The highly relevant clade FSSC 12, although included in our phylogenetic analyses, was not linked to a Latin binomial in this study. Members of this clade have been thoroughly evaluated and a formal description is being prepared in a different study (Geiser pers. comm.). Phylospecies FSSC 12 is known to cause lethal animal infections spanning a wide spectrum of host species, particularly aquatic animals held in captivity. Species affected include American lobster (Hamarus americanus) (Lightner & Fontaine 1975), antler crab (Manucomplanus varians), honeycomb cowfish (Acanthostracion polygonius), horseshoe crab, sea turtle (Lepidochelys kempii) (O’Donnell et al. 2016), kuruma prawn (Penaeus japonicus) (Hatai et al. 1978), lined sea horse (Hippocampus erectus) (Salter et al. 2012), stingray (Taeniura melanopsila), scalloped hammerhead shark (Sphyrna lewini) (Fernando et al. 2015) and treefish (Sebastes serriceps) (O’Donnell et al. 2008). The species has also been found in water and sand from human-made aquatic habitats (O’Donnell et al. 2008).
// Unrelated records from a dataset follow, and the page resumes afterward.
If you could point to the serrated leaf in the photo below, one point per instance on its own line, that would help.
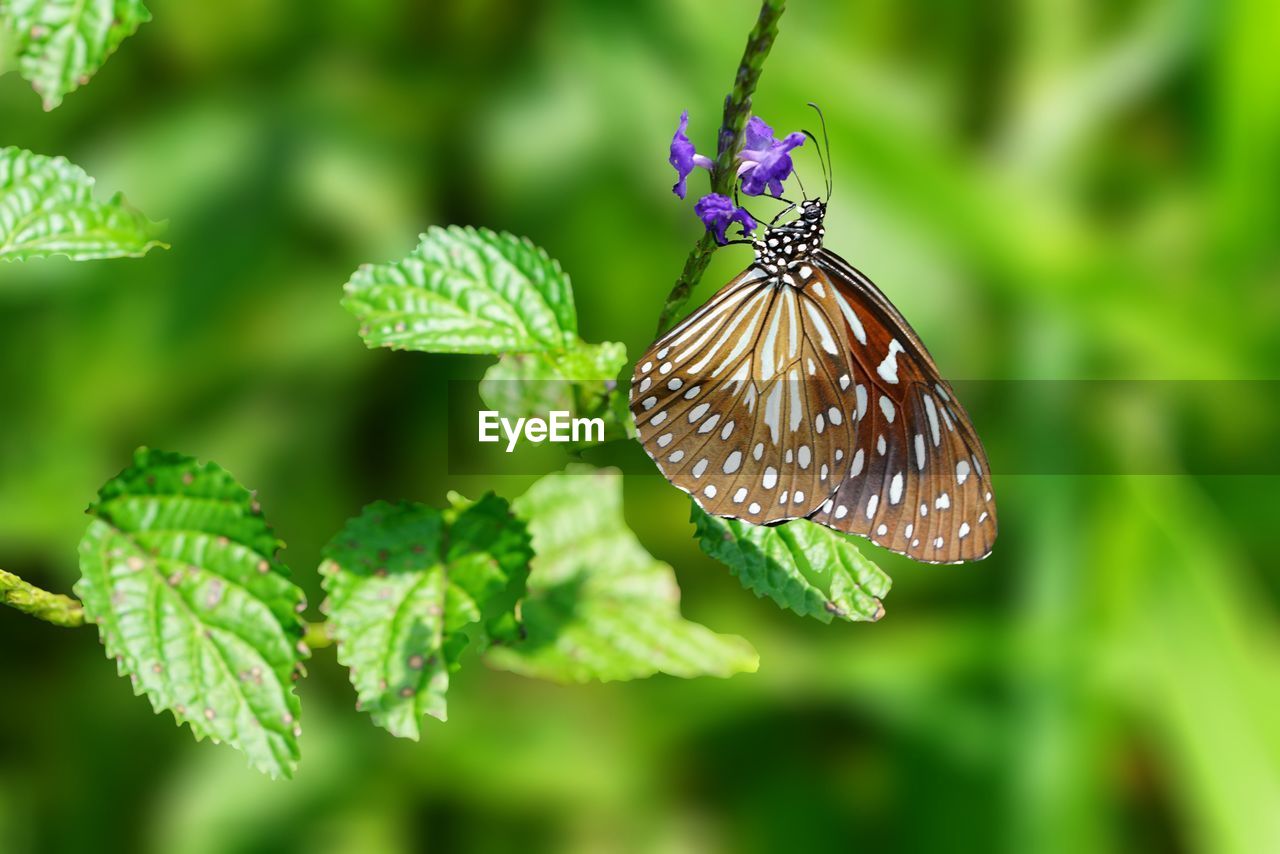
(803, 566)
(179, 571)
(60, 44)
(466, 291)
(48, 208)
(581, 380)
(599, 606)
(408, 588)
The authors of this paper are aware that the generic placement of these taxa is controversial since, to date, two opposite views exist. However, while some researchers have indicated a preference for conserving the generic name Fusarium (= Gibberella) in a broad sense, to also include the genus Neocosmospora, no formal decision has yet been made to conserve the broad definition of Fusarium sensu Geiser et al. (2013), against morphologically and phylogenetically supported genera such as Neocosmospora (Gräfenhan et al. 2011, Schroers et al. 2011, Lombard et al. 2015). The concept espoused by Geiser et al. (2013) is broad and polyphyletic, encompassing an artificial arrangement of many distinct clades/genera with clearly different sexual morphologies. We have employed a taxonomical approach that, in our perspective is based on a sound and more natural classification, based not only in molecular phylogenetic exclusiveness, but also considering holomorphic morphological characters. Clinical microbiologists are encouraged to use up-to-date taxonomy and nomenclature for this fungal group and apply the generic name Neocosmospora, which embraces species demonstrated by substantial morphological and molecular evidence not to be congeneric with their closest relatives in Fusarium (Rossman et al. 1999, Gräfenhan et al. 2011, Schroers et al. 2011, Lombard et al. 2015, Sandoval-Denis et al. 2018).